Abstract

Failure of insulin to elicit an increase in glucose uptake and metabolism in target tissues such as skeletal muscle is a major characteristic of non-insulin dependent type 2 diabetes mellitus. A strong correlation between intramyocellular triacylglycerol concentrations and the severity of insulin resistance has been found and led to the assumption that lipid oversupply to skeletal muscle contributes to reduced insulin action. However, the molecular mechanism that links intramyocellular lipid content with the generation of muscle insulin resistance is still unclear. It appears unlikely that the neutral lipid metabolite triacylglycerol directly impairs insulin action. Hence it is believed that intermediates in fatty acid metabolism, such as fatty acyl-CoA, ceramides or diacylglycerol (DAG) link fat deposition in the muscle to compromised insulin signaling.
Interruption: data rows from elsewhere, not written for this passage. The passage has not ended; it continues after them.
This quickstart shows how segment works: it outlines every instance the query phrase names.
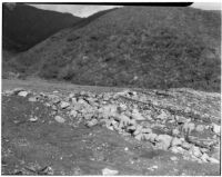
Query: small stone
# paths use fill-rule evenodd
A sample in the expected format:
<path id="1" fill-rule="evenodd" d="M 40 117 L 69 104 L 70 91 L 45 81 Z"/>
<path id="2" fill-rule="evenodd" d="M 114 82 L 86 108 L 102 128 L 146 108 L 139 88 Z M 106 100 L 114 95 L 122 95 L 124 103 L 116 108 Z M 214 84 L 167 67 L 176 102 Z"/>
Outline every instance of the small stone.
<path id="1" fill-rule="evenodd" d="M 188 119 L 183 116 L 175 116 L 175 120 L 178 121 L 178 124 L 184 124 L 188 121 Z"/>
<path id="2" fill-rule="evenodd" d="M 192 154 L 193 156 L 195 156 L 198 158 L 200 158 L 202 156 L 200 148 L 196 146 L 192 146 L 189 151 L 190 151 L 190 154 Z"/>
<path id="3" fill-rule="evenodd" d="M 158 146 L 163 149 L 168 150 L 171 145 L 172 137 L 169 135 L 159 135 L 155 140 L 158 141 Z"/>
<path id="4" fill-rule="evenodd" d="M 71 110 L 71 111 L 70 111 L 70 116 L 77 117 L 77 115 L 78 115 L 77 110 Z"/>
<path id="5" fill-rule="evenodd" d="M 170 148 L 170 150 L 174 154 L 183 154 L 185 150 L 182 147 L 173 146 Z"/>
<path id="6" fill-rule="evenodd" d="M 195 129 L 195 125 L 193 122 L 185 122 L 183 125 L 182 129 L 183 129 L 184 132 L 189 132 L 190 134 Z"/>
<path id="7" fill-rule="evenodd" d="M 189 150 L 192 147 L 192 145 L 186 141 L 183 141 L 181 146 L 186 150 Z"/>
<path id="8" fill-rule="evenodd" d="M 23 88 L 16 88 L 12 90 L 12 94 L 18 95 L 19 92 L 24 91 Z"/>
<path id="9" fill-rule="evenodd" d="M 144 135 L 144 139 L 145 140 L 150 140 L 151 142 L 154 142 L 154 140 L 155 140 L 155 138 L 158 137 L 158 135 L 157 134 L 145 134 Z"/>
<path id="10" fill-rule="evenodd" d="M 61 122 L 61 124 L 65 121 L 64 118 L 62 118 L 61 116 L 56 116 L 54 120 L 57 120 L 58 122 Z"/>
<path id="11" fill-rule="evenodd" d="M 171 141 L 171 146 L 181 146 L 182 140 L 180 138 L 174 137 Z"/>
<path id="12" fill-rule="evenodd" d="M 28 96 L 28 91 L 20 91 L 19 94 L 18 94 L 18 96 L 20 96 L 20 97 L 27 97 Z"/>
<path id="13" fill-rule="evenodd" d="M 218 126 L 216 124 L 212 125 L 212 130 L 215 134 L 221 134 L 221 126 Z"/>
<path id="14" fill-rule="evenodd" d="M 61 101 L 61 105 L 60 105 L 60 107 L 61 107 L 62 109 L 65 109 L 65 108 L 68 108 L 69 106 L 70 106 L 70 104 L 69 104 L 69 102 Z"/>
<path id="15" fill-rule="evenodd" d="M 175 160 L 178 160 L 178 157 L 173 156 L 173 157 L 171 157 L 170 159 L 171 159 L 172 161 L 175 161 Z"/>
<path id="16" fill-rule="evenodd" d="M 36 102 L 38 99 L 37 99 L 37 97 L 30 97 L 28 100 L 29 100 L 30 102 Z"/>
<path id="17" fill-rule="evenodd" d="M 88 127 L 93 127 L 93 126 L 98 125 L 98 122 L 99 121 L 97 119 L 92 119 L 92 120 L 90 120 L 90 121 L 87 122 L 87 126 Z"/>
<path id="18" fill-rule="evenodd" d="M 180 135 L 180 130 L 179 130 L 178 128 L 174 128 L 174 129 L 172 130 L 172 135 L 173 135 L 173 136 Z"/>
<path id="19" fill-rule="evenodd" d="M 37 117 L 37 116 L 31 117 L 31 118 L 29 119 L 29 121 L 32 121 L 32 122 L 34 122 L 34 121 L 37 121 L 37 120 L 38 120 L 38 117 Z"/>
<path id="20" fill-rule="evenodd" d="M 150 134 L 150 132 L 152 132 L 152 129 L 151 128 L 143 128 L 142 132 L 143 134 Z"/>
<path id="21" fill-rule="evenodd" d="M 198 132 L 202 132 L 202 131 L 204 130 L 204 126 L 203 126 L 203 125 L 198 125 L 198 126 L 195 127 L 195 130 L 196 130 Z"/>
<path id="22" fill-rule="evenodd" d="M 113 175 L 118 175 L 118 174 L 119 174 L 119 171 L 114 170 L 114 169 L 109 169 L 109 168 L 102 169 L 103 176 L 113 176 Z"/>
<path id="23" fill-rule="evenodd" d="M 143 134 L 138 134 L 137 136 L 135 136 L 135 139 L 138 139 L 138 140 L 142 140 L 143 139 Z"/>
<path id="24" fill-rule="evenodd" d="M 209 160 L 208 154 L 204 153 L 204 154 L 201 156 L 201 160 L 202 160 L 203 163 L 208 163 L 208 160 Z"/>
<path id="25" fill-rule="evenodd" d="M 209 157 L 209 161 L 213 163 L 213 164 L 220 164 L 220 160 L 213 158 L 213 157 Z"/>
<path id="26" fill-rule="evenodd" d="M 133 109 L 132 111 L 132 119 L 135 119 L 135 120 L 145 120 L 145 117 L 143 117 L 138 109 Z"/>
<path id="27" fill-rule="evenodd" d="M 161 120 L 164 120 L 164 119 L 168 119 L 168 115 L 164 110 L 161 110 L 161 114 L 157 117 L 157 119 L 161 119 Z"/>
<path id="28" fill-rule="evenodd" d="M 153 168 L 153 169 L 158 169 L 158 166 L 152 166 L 151 168 Z"/>

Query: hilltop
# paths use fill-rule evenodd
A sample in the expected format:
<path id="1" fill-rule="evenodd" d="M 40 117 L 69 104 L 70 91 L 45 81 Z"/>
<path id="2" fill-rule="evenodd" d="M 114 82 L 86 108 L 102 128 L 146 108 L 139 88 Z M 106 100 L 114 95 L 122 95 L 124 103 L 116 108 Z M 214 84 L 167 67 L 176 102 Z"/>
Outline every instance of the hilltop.
<path id="1" fill-rule="evenodd" d="M 70 13 L 41 10 L 24 3 L 2 6 L 3 49 L 24 51 L 81 18 Z"/>
<path id="2" fill-rule="evenodd" d="M 80 85 L 220 91 L 220 18 L 186 7 L 124 7 L 56 33 L 11 66 Z"/>

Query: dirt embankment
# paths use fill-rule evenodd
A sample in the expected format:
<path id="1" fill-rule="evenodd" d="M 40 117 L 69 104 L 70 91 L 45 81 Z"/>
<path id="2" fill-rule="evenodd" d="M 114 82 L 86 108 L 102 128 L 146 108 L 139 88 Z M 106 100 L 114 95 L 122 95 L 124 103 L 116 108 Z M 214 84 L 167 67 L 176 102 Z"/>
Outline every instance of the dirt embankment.
<path id="1" fill-rule="evenodd" d="M 24 82 L 3 83 L 2 175 L 220 175 L 219 94 Z"/>

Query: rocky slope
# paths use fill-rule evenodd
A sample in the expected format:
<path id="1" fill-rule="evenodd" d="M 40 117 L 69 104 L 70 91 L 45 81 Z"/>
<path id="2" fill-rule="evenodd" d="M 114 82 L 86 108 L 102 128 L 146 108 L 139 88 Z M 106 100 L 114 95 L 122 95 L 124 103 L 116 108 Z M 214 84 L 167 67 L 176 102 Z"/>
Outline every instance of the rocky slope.
<path id="1" fill-rule="evenodd" d="M 17 67 L 73 83 L 220 91 L 220 21 L 192 8 L 124 7 L 54 35 Z"/>
<path id="2" fill-rule="evenodd" d="M 214 167 L 218 167 L 220 164 L 221 110 L 219 94 L 209 94 L 185 88 L 170 90 L 132 89 L 120 92 L 101 94 L 75 90 L 69 94 L 63 94 L 61 91 L 34 92 L 17 88 L 4 90 L 3 99 L 7 99 L 7 97 L 9 98 L 8 102 L 22 98 L 22 101 L 28 101 L 30 102 L 29 105 L 39 102 L 44 107 L 41 108 L 42 110 L 48 109 L 49 116 L 47 120 L 42 119 L 46 116 L 42 118 L 26 116 L 22 120 L 19 118 L 17 118 L 18 120 L 14 119 L 14 124 L 24 126 L 24 124 L 28 122 L 36 122 L 40 128 L 42 127 L 40 124 L 42 120 L 44 125 L 48 125 L 48 121 L 49 126 L 53 126 L 53 124 L 57 122 L 61 126 L 72 127 L 73 129 L 84 125 L 91 131 L 93 131 L 93 127 L 98 127 L 99 129 L 105 127 L 109 130 L 117 131 L 120 137 L 141 141 L 140 146 L 143 148 L 152 147 L 155 150 L 169 153 L 170 159 L 175 163 L 173 164 L 175 169 L 179 167 L 179 161 L 181 160 L 188 164 L 198 161 L 198 164 L 203 166 L 209 164 L 209 167 L 211 164 L 214 165 Z M 6 104 L 7 102 L 3 105 L 6 106 Z M 14 107 L 14 110 L 18 106 Z M 34 110 L 32 111 L 38 111 L 36 110 L 36 106 L 33 108 Z M 24 110 L 24 108 L 22 108 L 22 110 Z M 3 114 L 7 115 L 6 111 L 3 111 Z M 4 120 L 4 117 L 2 118 Z M 3 136 L 9 131 L 6 127 L 8 125 L 7 120 L 4 121 Z M 36 130 L 32 129 L 32 131 Z M 71 131 L 69 134 L 71 134 Z M 68 142 L 65 142 L 65 146 L 67 144 Z M 6 150 L 7 149 L 4 149 L 4 151 Z M 129 149 L 127 149 L 127 151 Z M 101 155 L 98 156 L 93 158 L 95 163 L 105 159 L 101 157 Z M 119 156 L 123 157 L 123 154 Z M 100 157 L 102 159 L 100 159 Z M 108 157 L 111 158 L 112 156 Z M 133 159 L 132 161 L 130 166 L 133 166 L 133 168 L 141 163 Z M 147 165 L 149 163 L 147 163 Z M 144 164 L 140 164 L 139 166 L 144 168 Z M 160 166 L 160 169 L 157 170 L 155 175 L 163 173 L 163 168 L 161 167 L 163 166 L 163 161 L 158 166 Z M 145 168 L 148 167 L 145 166 Z M 159 167 L 155 166 L 152 168 L 152 170 L 154 170 L 154 168 Z M 165 168 L 170 167 L 165 166 Z M 167 170 L 165 168 L 164 170 Z M 52 169 L 53 168 L 50 167 L 50 169 L 47 170 L 49 174 L 53 174 Z M 4 171 L 6 170 L 7 168 L 4 168 Z M 81 171 L 81 169 L 79 170 Z M 149 175 L 151 168 L 147 170 L 147 175 Z M 191 175 L 193 170 L 194 169 L 188 170 L 184 174 Z M 205 167 L 196 168 L 196 170 L 199 175 L 203 175 Z M 112 173 L 117 175 L 119 173 L 118 170 L 109 168 L 102 170 L 103 174 L 105 174 L 105 171 L 108 171 L 108 174 L 111 173 L 109 175 L 112 175 Z M 170 170 L 168 169 L 168 171 Z M 22 169 L 21 173 L 27 174 L 28 171 L 27 169 Z M 32 170 L 32 173 L 34 171 Z M 134 171 L 134 174 L 138 173 Z M 173 171 L 171 173 L 173 174 Z M 178 170 L 174 173 L 174 175 L 176 175 Z M 213 173 L 216 174 L 219 171 Z M 133 175 L 133 171 L 131 171 L 131 175 Z"/>

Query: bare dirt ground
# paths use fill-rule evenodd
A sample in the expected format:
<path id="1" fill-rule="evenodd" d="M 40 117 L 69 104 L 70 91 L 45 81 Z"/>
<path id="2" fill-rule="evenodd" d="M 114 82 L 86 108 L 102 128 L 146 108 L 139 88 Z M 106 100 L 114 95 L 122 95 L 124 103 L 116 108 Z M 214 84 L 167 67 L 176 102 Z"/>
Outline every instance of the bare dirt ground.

DAG is identified as a potential mediator of lipid-induced insulin resistance, as increased DAG levels are associated with protein kinase C activation and a reduction in both insulin-stimulated IRS-1 tyrosine phosphorylation and PI3 kinase activity. As DAG is an intermediate in the synthesis of triacylglycerol from fatty acids and glycerol, its level can be lowered by either improving the oxidation of cellular fatty acids or by accelerating the incorporation of fatty acids into triacylglycerol. This review discusses the evidence that implicates DAG being central in the development of muscular insulin resistance. Furthermore, we will discuss if and how modulation of skeletal muscle DAG levels could function as a possible therapeutic target for the treatment of type 2 diabetes mellitus.